I recently read Mary Oliver’s wonderful book, Rules for the Dance. Oliver is one of America’s great poets, and a colleague here at the University of Florida (Dr. Brenda Smith) introduced her to me. In chapter 9, a short chapter of just two pages, Oliver (1998) briefly talks about how the sound of a poem conveys meaning too. She notes, for example, that the liquids l and r are “just that, watery sounds; they suggest softness, fluency, motion” (p. 61). And to illustrate her point, she shares an excerpt:
Pillow’d upon my fair love’s ripening breast,
To feel for ever its soft fall and swell …
(Keats, “Bright star, would stay steadfast…”)
Oliver contends that every category of sound carries meaning. Some “words rasp, or whistle, or sigh. Or shout. Or whisper.” In other words, sound is never neutral. The other example in this chapter is instructive as well. Oliver notes that the “letters representing mute sounds are b; c, k (hard), q; d; g (hard), p and t. Each is a quick wack of a sound, emphatic and vibrationless, a sound that refuses to elide with any other” (p. 60). To illustrate this idea, she shares the sentence:
The dog jumps into the car
Did you notice what happened as you read that sentence? Oliver writes that there is “an unfillable instant of nothingness” between the letters g and j. And when such silences are used in a poem, they act as “a snap and a click, … an enforcer of the self-containment, and so the certainty of what has been said.” Once again, she illustrates with an example:
‘Men work together,’ I told him from the heart,
‘Whether they work together or apart.’
(Frost, “The Tuft of Flowers”)
One of the most dramatic illustrations of how sound communicates meaning can be found in the poem, We Real Cool by Gwendolyn Brooks. In his delightful introduction to poetry class on Coursera (Sharpened Visions), Douglas Kearney analyzes the effect a reading of this poem has on a listener. The author’s choice of words and the structure of the poem give it a rebellious sound. That is, until one hears the final line – we die soon – that sounds, as Kearney says, “like a coffin lid being slammed down.” It signals the abrupt end to not just a poem but a life. As is the case with Oliver’s examples, a poem’s aural landscape imparts meaning too, a meta-meaning, if you will, that goes beyond a mere reading of the words.
The importance of these poetic observations for artificial intelligence is instructive. For too long, AI has been hobbled by an anemic understanding and definition of intelligence. The Turing Test fails to capture the nuanced, complex, and multi-dimensional nature of human intelligence. In fact, Alan Turing hoped to sidestep all the difficult questions linked to intelligence by developing a simple binary test. If a human could not tell if they were interacting with a machine – instead of another human – via a simple chat interface, then the machine, at least in Turing’s mind, was “intelligent.”

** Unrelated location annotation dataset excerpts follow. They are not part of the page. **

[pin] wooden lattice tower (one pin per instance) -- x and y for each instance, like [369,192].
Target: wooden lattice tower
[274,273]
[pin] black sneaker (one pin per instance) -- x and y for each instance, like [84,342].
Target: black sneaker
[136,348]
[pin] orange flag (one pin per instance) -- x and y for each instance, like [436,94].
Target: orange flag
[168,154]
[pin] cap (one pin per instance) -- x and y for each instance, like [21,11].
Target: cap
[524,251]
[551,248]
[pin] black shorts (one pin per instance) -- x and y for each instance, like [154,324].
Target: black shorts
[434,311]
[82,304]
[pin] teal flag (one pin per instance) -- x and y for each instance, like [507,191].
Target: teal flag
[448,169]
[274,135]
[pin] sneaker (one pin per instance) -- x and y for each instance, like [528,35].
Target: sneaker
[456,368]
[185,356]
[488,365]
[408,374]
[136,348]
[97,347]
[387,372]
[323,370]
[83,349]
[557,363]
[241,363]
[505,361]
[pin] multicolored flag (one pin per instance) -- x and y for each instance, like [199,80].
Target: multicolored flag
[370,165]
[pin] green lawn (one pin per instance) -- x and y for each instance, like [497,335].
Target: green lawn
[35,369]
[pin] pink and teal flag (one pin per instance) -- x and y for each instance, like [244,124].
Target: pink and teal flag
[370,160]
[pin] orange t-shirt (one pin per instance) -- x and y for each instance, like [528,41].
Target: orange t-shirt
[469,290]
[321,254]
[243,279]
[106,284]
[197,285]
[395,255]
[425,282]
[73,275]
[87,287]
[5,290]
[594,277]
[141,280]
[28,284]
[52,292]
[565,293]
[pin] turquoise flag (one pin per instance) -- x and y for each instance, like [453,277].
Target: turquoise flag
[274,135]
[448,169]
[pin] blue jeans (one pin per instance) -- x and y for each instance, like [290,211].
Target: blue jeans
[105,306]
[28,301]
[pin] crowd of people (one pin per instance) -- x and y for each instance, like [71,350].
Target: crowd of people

And with that, the field of artificial intelligence was off and running. For many years, the field stumbled forward like a deaf mute, but text-to-speech and speech-to-text technologies have now changed that dynamic. After converting a sound sequence – think poetry reading – to a spectrogram, AI models can do some interesting things. But as we saw earlier, sound conveys meaning too. That is, a human can infer the presence of a coffin lid just through the sound of a poem itself. This dimension of human intelligence and meaning-making has yet to be fully explored. The time has come for AI to face the poetic music…
My first introduction to the sound and color of words came from a college professor as he read poetry. To me, words are like music notes or dabs of color on an artist’s palette, waiting to be placed in just the right places to produce a word symphony or artistic masterpiece. Choice and placement is the work of highly creative artists!